De acuerdo con un análisis elaborado por Ficosec, esta saturación no solo impacta la fluidez del tráfico, sino que agrava el riesgo de accidentes, especialmente en intersecciones donde los semáforos operan de forma descoordinada o presentan fallas constantes.
Las vialidades con mayor carga vehicular son también las más afectadas, ya que la falta de sincronización en los tiempos semafóricos provoca embotellamientos prolongados, maniobras peligrosas y conflictos entre conductores y peatones.
El diagnóstico advierte que el problema no es únicamente técnico, sino estructural: una ciudad que creció en número de vehículos sin que su red vial evolucionara al mismo ritmo.
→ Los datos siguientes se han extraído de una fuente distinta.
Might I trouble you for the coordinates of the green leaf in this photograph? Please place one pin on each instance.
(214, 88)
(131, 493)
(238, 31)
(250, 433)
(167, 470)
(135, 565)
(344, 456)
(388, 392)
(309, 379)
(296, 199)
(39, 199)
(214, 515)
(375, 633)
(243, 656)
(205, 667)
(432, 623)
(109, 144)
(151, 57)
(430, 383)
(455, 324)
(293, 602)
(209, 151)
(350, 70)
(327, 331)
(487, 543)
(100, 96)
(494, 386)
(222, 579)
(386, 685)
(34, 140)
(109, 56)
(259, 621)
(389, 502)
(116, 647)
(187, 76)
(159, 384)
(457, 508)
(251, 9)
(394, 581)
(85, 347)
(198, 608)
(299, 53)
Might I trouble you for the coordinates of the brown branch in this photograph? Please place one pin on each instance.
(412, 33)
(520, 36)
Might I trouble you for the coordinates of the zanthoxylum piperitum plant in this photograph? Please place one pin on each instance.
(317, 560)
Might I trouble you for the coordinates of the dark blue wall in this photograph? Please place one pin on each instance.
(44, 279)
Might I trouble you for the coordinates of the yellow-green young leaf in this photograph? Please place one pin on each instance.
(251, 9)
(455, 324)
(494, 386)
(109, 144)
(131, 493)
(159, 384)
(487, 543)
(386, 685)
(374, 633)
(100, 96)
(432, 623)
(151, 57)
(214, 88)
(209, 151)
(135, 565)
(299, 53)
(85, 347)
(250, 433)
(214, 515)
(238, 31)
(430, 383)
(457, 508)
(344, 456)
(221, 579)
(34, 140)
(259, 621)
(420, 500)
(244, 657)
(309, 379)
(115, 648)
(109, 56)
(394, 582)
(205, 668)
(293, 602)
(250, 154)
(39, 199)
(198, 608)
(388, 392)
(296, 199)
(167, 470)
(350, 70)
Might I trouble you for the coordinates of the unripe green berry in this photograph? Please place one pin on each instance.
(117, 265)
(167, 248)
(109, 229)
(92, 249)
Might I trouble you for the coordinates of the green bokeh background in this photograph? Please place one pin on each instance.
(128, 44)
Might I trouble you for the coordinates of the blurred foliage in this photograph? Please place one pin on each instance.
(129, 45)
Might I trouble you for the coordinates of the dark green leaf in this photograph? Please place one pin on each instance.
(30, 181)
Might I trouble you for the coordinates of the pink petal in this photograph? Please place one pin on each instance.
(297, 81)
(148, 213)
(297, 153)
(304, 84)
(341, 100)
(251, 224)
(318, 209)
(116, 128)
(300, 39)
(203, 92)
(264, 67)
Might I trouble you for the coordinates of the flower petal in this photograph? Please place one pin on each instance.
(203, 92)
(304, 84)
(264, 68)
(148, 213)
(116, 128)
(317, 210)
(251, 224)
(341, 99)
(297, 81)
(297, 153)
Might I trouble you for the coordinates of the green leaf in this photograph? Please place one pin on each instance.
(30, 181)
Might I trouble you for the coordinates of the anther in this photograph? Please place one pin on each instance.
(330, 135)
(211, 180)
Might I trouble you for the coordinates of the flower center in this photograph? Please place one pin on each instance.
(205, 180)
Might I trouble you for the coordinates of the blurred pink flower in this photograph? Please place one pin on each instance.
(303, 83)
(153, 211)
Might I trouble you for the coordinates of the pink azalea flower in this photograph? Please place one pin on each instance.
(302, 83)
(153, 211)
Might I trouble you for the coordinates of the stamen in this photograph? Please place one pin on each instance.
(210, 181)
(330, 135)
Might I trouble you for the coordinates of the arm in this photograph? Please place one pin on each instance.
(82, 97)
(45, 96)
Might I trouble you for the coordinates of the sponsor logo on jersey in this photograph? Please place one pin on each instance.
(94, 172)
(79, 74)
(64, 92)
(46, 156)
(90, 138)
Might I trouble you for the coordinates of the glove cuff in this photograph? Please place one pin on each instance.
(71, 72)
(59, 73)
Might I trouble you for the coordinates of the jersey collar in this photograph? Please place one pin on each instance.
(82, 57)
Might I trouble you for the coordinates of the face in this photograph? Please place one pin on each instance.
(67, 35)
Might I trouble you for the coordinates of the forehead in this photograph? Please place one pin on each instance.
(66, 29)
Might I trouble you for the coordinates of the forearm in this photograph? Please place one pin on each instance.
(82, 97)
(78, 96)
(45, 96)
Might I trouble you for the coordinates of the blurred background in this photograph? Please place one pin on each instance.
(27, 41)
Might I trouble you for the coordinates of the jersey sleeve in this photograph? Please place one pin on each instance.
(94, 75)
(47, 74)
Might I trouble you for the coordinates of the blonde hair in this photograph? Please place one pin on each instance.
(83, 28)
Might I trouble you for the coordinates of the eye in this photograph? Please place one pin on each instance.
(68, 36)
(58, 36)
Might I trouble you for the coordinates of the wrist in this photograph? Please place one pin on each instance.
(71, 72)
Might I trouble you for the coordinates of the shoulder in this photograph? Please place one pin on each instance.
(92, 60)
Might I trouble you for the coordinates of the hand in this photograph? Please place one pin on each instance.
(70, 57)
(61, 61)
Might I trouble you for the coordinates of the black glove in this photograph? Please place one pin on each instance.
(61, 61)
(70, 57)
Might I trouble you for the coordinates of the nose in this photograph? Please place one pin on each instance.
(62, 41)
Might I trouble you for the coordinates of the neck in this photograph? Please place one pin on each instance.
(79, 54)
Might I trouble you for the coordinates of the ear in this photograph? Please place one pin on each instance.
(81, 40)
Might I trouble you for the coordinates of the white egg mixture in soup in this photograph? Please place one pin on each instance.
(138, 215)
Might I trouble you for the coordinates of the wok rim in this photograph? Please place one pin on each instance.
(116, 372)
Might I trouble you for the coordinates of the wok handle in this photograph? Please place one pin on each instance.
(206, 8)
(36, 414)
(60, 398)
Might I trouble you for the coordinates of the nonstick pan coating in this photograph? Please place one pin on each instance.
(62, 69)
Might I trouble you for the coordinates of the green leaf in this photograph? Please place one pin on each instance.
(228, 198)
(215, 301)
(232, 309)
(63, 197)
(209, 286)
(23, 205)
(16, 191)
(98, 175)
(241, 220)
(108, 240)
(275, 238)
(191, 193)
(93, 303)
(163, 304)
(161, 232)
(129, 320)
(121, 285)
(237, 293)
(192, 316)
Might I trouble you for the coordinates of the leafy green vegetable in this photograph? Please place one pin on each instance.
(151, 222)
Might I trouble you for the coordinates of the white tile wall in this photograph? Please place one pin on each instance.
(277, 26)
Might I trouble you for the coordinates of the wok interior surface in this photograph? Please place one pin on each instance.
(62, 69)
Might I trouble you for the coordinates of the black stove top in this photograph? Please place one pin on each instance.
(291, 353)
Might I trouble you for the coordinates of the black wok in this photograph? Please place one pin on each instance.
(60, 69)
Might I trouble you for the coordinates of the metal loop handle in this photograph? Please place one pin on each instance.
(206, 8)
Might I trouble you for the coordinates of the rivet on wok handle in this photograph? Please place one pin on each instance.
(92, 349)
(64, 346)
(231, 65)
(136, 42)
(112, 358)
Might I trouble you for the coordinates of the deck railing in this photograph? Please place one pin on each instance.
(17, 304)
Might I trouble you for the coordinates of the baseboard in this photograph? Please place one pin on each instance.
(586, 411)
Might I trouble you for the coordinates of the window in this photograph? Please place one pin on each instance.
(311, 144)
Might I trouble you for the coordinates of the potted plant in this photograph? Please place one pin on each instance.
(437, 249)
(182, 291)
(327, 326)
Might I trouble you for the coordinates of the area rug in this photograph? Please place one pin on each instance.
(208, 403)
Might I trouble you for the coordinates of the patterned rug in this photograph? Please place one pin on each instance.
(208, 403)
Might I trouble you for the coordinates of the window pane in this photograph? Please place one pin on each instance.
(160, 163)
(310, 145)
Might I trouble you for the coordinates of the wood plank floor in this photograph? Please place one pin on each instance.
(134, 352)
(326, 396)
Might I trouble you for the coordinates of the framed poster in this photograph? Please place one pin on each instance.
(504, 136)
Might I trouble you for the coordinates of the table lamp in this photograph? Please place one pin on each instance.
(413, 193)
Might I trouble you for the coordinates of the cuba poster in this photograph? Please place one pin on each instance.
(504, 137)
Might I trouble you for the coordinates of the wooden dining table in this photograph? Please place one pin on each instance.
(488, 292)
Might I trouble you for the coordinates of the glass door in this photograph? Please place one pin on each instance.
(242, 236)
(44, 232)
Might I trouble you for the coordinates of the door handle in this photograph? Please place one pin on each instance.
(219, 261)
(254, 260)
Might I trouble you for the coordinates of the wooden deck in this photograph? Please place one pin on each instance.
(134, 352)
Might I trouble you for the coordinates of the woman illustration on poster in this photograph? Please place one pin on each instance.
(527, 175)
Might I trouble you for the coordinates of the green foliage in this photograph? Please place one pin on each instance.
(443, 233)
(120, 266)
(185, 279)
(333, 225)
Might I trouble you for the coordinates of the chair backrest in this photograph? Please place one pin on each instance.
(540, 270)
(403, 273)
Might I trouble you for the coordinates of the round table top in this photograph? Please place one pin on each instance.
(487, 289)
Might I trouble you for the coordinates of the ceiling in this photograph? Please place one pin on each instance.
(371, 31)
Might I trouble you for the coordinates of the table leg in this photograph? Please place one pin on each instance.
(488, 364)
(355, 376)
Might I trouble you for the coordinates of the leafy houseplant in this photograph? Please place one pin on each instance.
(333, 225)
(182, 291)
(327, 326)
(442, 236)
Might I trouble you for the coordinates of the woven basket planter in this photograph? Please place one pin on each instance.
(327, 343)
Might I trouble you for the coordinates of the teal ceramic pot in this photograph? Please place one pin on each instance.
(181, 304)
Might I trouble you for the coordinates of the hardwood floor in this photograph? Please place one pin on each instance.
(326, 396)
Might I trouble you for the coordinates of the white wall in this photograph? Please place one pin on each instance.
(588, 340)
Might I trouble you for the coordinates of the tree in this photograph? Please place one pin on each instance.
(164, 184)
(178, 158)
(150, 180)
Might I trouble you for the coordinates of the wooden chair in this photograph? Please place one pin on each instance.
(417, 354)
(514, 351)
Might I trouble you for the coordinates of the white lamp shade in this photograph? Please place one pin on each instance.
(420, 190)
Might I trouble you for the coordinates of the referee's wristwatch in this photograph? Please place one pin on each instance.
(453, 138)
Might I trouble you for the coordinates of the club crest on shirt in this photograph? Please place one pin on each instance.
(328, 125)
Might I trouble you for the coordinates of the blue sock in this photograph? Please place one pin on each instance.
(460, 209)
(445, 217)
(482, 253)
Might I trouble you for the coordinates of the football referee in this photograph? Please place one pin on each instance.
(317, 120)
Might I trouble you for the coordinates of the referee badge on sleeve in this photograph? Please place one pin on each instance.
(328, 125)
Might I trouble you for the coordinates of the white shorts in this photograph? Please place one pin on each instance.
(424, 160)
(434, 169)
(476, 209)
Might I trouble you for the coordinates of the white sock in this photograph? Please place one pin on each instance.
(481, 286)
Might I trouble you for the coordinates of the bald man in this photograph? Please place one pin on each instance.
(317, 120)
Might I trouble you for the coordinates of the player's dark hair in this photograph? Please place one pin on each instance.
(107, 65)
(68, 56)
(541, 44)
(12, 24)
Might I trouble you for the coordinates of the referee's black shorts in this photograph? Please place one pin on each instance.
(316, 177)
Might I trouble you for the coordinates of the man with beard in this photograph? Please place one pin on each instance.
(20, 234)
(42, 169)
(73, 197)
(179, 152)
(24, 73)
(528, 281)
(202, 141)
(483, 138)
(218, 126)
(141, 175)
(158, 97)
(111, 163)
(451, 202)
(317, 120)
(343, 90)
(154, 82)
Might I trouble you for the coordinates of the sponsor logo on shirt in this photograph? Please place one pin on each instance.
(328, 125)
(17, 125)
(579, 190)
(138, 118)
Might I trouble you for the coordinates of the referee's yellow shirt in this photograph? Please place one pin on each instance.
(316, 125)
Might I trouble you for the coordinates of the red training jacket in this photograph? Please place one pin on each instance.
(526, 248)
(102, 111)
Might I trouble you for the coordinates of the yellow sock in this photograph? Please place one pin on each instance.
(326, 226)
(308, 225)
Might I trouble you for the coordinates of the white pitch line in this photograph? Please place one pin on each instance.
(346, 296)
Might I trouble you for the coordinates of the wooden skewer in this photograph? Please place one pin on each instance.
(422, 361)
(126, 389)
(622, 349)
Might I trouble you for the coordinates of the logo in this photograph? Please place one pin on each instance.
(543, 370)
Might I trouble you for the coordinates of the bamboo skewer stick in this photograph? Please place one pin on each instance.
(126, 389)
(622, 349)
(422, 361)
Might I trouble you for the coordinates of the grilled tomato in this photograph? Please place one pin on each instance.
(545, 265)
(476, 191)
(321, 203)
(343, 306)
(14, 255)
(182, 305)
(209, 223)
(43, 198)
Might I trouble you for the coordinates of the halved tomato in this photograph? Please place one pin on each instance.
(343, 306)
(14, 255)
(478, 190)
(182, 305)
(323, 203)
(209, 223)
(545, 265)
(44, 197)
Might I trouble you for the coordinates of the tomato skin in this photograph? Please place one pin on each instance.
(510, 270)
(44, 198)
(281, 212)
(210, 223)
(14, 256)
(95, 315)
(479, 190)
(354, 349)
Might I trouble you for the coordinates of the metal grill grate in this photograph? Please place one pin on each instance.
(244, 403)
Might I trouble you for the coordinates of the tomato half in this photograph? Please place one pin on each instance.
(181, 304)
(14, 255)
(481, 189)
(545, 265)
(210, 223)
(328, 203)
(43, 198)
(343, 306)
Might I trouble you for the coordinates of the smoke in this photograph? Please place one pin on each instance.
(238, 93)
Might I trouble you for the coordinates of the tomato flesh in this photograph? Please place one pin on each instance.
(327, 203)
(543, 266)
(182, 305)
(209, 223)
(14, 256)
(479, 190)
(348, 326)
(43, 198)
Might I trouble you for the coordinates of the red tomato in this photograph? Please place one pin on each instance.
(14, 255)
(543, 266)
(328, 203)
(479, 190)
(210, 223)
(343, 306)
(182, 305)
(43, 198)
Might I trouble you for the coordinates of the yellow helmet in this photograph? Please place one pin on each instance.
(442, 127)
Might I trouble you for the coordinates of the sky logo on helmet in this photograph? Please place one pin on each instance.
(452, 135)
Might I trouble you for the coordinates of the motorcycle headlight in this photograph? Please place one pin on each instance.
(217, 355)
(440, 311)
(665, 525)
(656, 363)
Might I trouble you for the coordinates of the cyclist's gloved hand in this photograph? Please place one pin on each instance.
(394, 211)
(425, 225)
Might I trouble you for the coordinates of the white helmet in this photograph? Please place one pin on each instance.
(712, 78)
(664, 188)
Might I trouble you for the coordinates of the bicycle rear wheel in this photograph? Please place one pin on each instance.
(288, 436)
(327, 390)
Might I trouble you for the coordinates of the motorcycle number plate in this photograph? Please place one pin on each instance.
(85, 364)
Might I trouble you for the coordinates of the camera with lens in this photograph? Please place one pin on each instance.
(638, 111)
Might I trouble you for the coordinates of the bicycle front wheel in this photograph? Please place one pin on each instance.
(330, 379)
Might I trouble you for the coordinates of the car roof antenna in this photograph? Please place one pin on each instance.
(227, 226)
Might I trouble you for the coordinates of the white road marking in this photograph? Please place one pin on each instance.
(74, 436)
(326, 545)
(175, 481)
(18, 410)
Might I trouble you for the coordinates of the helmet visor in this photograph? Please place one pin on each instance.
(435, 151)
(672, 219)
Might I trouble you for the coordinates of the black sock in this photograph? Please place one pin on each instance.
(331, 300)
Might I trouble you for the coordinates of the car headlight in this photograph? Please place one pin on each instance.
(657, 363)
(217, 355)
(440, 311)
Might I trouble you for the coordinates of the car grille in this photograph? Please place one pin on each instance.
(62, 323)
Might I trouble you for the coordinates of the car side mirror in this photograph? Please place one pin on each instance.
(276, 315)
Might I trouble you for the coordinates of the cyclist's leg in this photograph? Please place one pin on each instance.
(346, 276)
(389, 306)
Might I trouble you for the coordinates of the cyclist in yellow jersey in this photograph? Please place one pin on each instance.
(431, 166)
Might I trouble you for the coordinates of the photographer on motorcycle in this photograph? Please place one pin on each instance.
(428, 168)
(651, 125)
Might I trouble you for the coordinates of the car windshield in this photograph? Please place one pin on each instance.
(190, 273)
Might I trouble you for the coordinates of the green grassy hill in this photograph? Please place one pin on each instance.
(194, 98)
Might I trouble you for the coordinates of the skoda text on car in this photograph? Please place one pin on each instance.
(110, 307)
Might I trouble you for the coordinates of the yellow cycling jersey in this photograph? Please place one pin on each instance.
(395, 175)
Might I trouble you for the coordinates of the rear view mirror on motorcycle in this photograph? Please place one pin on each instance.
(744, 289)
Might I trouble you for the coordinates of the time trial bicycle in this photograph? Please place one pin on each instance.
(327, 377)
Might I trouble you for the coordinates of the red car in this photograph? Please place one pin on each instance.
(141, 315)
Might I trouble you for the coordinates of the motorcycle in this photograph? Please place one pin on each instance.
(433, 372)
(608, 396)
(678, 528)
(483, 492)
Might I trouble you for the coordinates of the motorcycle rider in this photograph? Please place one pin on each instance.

En este escenario, los semáforos, que deberían ordenar el flujo, terminan generando mayor caos.
Ante esta situación, el sector empresarial plantea una solución que no implica reconstruir el sistema desde cero, sino aprovechar la infraestructura existente mediante una modernización selectiva.
Entre las propuestas destacan:
Repotenciar los controladores de tráfico para mejorar su capacidad operativa.
Implementar un software central de gestión semafórica que permita sincronización en tiempo real.
Desplegar una red de fibra óptica que conecte las intersecciones clave.
Incorporar tecnología inteligente de bajo consumo para optimizar el sistema.
Estas medidas buscan reducir la descoordinación actual y mejorar la movilidad urbana, en una ciudad donde los reportes ciudadanos por semáforos fuera de servicio son cada vez más frecuentes.
Mientras tanto, la problemática sigue impactando la vida diaria de miles de automovilistas y peatones, quienes enfrentan trayectos más largos, mayor estrés vial y un riesgo constante en cruceros conflictivos.